A weighed amount of dried particulate (from water) or sediment is combusted at a high temperature using an elemental analyzer. The combustion products are passed over a copper reduction tube to covert nitrogen oxides to molecular nitrogen. Carbon dioxide, nitrogen, and water vapor are mixed at a known volume, temperature, and pressure. The concentrations of nitrogen and carbon are determined using a series of thermal conductivity detectors/traps, measuring in turn by difference hydrogen (as water vapor), carbon (as carbon dioxide), and nitrogen (as molecular nitrogen). Procedures also are provided to differentiate between organic and inorganic carbon, if desired.

This method determines particulate carbon and particulate nitrogen in estuarine and coastal waters and sediment.

Methods for Determination of Chemical Substances in Marine and Estuarine Matrices - 2nd Edition (EPA/600/R-97/072)
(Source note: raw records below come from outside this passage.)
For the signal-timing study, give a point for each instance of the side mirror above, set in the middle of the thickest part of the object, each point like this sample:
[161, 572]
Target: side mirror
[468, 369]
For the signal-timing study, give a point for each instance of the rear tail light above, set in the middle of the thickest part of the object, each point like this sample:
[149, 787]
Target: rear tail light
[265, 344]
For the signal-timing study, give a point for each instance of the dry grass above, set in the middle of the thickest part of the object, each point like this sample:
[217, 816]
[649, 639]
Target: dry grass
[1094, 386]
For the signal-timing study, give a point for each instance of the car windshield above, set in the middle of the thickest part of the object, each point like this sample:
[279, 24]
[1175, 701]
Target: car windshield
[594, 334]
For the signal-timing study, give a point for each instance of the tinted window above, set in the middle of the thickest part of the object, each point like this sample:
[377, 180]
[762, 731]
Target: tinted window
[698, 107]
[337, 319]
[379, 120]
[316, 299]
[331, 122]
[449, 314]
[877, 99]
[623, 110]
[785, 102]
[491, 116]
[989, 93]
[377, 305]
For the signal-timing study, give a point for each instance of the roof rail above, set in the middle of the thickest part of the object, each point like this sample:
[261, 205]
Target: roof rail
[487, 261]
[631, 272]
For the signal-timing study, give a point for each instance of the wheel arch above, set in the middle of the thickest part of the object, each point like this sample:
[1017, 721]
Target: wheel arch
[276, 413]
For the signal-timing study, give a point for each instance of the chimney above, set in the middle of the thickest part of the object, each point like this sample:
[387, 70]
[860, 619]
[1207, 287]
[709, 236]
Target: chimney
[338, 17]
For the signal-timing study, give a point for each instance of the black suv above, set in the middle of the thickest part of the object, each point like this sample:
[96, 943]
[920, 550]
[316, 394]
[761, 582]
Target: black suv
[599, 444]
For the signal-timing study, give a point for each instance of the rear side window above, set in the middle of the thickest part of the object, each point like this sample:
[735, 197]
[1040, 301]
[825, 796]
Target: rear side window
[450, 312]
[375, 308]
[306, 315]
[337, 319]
Contamination: Contamination from carbon and nitrogen compounds on laboratory surfaces, fingers, in detergents and dusts are minimized by using gloves and forceps when handling samples.

QC Requirements:
Initial demonstration of laboratory capability and the continued analysis of laboratory reagent blanks, laboratory duplicates, field duplicates, and calibration standards analyzed as samples as a continuing check on performance.

Maximum Holding Time:
100 days.



The method is linear up to 4800 ug-C/sample, and 700 ug-N/sample.

The precision value was calculated using data from replicate analyses of an estuarine water at 12 laboratories. Additional data are found in the method.

The MDLs were determined using a 200-mL sample volume according to the MDL procedure at 40 CFR part 136, Appendix B. The procedure also is detailed in Section 9.2.4 of the method.